Top U.N. Official Sidesteps Chinese Influence Question
U.N. Secretary-General Antonio Guterres hasn’t said much about the topic of authoritarian influence within the international organization he leads, and he seemed to sidestep a question about the Chinese Communist Party’s cooptation of multilateral institutions during an interview with Reuters today:
New U.S. President Joe Biden’s nominee for ambassador to the United Nations accused China on Wednesday of trying to “drive an authoritarian agenda” at the 193-member world body.
When asked for a response, Guterres said: “In relation to the United Nations I can guarantee that we are very strongly committed to make sure that the U.N. is a beacon of all the values are related to … security, development, human rights.”
Guterres, who acknowledged to Reuters that the U.S. and China have “completely different views” on human rights, has faced criticism from human-rights groups for his refusal to condemn the CCP’s genocide of Turkic minorities in Xinjiang, though he claims that he’s raised the issue with China’s diplomats. Nevertheless, none of his public statements amounts to anything nearing a clear denunciation of these acts.

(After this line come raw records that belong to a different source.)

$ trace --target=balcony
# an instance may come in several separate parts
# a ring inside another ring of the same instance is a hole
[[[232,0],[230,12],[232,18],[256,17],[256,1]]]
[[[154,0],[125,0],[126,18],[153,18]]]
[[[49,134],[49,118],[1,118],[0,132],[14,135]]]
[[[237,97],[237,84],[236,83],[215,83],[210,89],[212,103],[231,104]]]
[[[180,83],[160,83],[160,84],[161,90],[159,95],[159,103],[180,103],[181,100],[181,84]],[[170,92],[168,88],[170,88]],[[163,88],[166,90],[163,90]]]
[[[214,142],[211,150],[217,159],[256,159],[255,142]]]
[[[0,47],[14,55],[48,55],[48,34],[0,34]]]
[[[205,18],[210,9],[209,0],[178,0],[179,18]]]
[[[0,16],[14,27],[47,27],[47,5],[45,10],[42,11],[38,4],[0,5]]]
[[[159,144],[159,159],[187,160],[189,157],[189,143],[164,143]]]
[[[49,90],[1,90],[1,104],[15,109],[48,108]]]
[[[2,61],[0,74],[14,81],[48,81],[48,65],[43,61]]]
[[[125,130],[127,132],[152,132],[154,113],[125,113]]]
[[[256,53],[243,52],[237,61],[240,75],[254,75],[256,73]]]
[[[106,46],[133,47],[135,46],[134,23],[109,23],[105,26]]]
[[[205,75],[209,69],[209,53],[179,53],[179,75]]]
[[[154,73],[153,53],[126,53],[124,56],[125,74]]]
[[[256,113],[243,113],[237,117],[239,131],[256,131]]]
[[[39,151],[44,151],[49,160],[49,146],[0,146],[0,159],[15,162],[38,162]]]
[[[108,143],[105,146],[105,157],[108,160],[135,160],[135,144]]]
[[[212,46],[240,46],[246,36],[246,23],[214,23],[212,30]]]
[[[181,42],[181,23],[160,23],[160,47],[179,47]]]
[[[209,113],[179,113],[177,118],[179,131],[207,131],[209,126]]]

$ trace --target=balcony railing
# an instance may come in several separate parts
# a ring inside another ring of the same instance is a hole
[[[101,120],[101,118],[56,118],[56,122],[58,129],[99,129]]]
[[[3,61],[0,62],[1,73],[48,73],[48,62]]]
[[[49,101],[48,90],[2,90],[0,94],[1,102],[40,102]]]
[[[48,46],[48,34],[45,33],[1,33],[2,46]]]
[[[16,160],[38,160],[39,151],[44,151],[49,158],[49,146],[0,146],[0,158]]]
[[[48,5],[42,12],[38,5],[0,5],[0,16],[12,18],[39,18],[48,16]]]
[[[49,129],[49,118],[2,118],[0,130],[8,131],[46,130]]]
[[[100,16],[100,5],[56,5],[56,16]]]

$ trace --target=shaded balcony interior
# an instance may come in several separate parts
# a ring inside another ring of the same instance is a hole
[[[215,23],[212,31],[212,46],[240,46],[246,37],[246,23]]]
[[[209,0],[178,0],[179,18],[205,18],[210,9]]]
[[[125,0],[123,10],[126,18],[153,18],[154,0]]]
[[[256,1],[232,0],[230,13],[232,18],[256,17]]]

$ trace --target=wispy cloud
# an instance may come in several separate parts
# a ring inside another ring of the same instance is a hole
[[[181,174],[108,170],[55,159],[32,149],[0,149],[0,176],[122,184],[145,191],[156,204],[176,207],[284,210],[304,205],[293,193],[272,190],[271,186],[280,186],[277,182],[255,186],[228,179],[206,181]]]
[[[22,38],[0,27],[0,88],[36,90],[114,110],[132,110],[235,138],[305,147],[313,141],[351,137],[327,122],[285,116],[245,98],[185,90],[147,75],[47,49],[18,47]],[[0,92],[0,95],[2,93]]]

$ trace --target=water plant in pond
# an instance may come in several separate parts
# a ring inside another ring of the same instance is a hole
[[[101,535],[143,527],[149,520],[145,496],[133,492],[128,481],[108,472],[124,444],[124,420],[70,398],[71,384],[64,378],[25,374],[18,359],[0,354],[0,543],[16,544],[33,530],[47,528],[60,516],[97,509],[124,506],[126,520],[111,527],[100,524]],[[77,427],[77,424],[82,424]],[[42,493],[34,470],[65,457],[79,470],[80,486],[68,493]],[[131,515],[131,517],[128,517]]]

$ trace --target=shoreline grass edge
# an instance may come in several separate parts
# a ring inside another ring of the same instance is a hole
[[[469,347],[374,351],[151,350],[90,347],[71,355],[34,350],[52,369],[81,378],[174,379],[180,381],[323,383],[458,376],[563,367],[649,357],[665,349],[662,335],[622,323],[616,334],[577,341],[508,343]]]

These are critical questions, and although he might feel that coming out publicly against Beijing would limit his capacity to be an effective broker, it’s impossible to credibly lead an entity dedicated to the promotion of human rights while refusing to pointedly criticize the actions of a country that uses international institutions to whitewash its mass atrocities.
Guterres earlier this month announced that he’s seeking reelection to his post, and his record on China should factor into any U.S. decision about whether to support him.